The Story: H.A.M.M.E.R. and the Dark Avengers launch a strike on one of Fury’s bases. The kids fight back with all they’ve got as the base’s self-destruction sequence counts down. Meanwhile, Nick Fury and John Garrett continue the investigation that leads to the events that take place in Dark Reign: The List – Secret Warriors.
What’s Good: For as much as I like Nick Fury and the way Jonathan Hickman writes the character, I’ve been waiting for kids to finally take front and center in Secret Warriors. In Secret Warriors #9, the kids finally get another chance to shine and that’s really the issue’s greatest strength. Fury wouldn’t have picked the team members if they weren’t capable to taking the fight to the bad guys, but until now, few issues of Secret Warriors have shown exactly why Fury chose the kids that he did. Seeing the Warriors stand tall against the Dark Avengers is a real treat that goes a long way towards establishing and legitimizing Hickman’s team in the Marvel Universe. From Yo-Yo’s epic return to Edin Fesi’s explanation of the logic behind his powers, it’s clear that, as far as bringing the pain is concerned, the Warriors have serious legs as a team for the future.
I continue to find myself impressed by Jonathan Hickman’s character work. He never allows the reader to forget that the Warriors are, for the most part, just kids helping to fight the good fight. From the way the team members interact with each other to the individual personalities that are starting to form, Hickman does a fine job of keeping the series grounded and defined by the characters.
Artist Alessandro Vitti handles all the action in Secret Warriors #9 really well. It’s chaotic and crazy, yet executed in a way that’s easy to follow and a blast to look at. On nearly every page of action something really cool happens. My favorite thing, Yo-Yo going all “Ed Norton in Fight Club” on Hawkeye/Bullseye.

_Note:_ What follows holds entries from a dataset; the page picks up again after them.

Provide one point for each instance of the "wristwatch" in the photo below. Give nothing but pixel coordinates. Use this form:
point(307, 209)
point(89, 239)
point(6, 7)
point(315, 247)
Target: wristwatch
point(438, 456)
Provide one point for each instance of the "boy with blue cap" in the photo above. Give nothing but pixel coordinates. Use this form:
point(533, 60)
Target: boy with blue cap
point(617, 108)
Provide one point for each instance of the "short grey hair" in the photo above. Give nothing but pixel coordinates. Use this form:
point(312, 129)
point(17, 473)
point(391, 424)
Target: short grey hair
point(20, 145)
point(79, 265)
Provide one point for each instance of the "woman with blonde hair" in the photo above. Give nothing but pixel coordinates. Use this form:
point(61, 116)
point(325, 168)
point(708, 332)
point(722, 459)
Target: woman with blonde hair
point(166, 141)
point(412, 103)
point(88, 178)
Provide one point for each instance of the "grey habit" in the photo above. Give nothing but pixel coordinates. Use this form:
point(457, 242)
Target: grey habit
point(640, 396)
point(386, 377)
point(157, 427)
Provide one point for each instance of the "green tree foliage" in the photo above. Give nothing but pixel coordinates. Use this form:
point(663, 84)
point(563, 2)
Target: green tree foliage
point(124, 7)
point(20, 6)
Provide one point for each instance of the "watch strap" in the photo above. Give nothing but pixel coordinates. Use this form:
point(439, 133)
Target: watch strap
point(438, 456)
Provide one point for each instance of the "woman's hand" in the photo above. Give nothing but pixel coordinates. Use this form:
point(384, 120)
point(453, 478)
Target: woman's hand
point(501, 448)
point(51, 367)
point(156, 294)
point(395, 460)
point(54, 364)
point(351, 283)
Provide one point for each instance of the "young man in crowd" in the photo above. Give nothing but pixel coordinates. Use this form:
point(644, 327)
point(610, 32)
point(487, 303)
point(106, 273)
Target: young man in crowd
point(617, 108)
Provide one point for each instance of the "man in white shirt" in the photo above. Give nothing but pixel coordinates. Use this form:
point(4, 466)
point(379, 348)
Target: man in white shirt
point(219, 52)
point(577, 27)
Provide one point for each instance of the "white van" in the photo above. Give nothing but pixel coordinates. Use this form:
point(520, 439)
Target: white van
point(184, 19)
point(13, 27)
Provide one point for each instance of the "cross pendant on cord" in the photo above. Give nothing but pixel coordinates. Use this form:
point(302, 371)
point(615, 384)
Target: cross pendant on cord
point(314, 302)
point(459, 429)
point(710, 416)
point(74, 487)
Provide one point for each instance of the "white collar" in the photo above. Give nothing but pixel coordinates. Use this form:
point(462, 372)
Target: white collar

What’s Not So Good: Since I already knew how Nick Fury’s part of the story ended thanks to Marvel’s odd releasing schedule for The List, his entire segment felt painfully tacked on. I suppose it was a necessary part of the story, but knowing how it ended left the scene completely devoid of surprise or tension. More Hickman-written Nick Fury is always a good thing, but I wish I had yet to read The List – Secret Warriors.
Conclusion: Secret Warriors #9 is loaded with action and makes the team really look like a force to be reckoned with. Be sure to pick it up.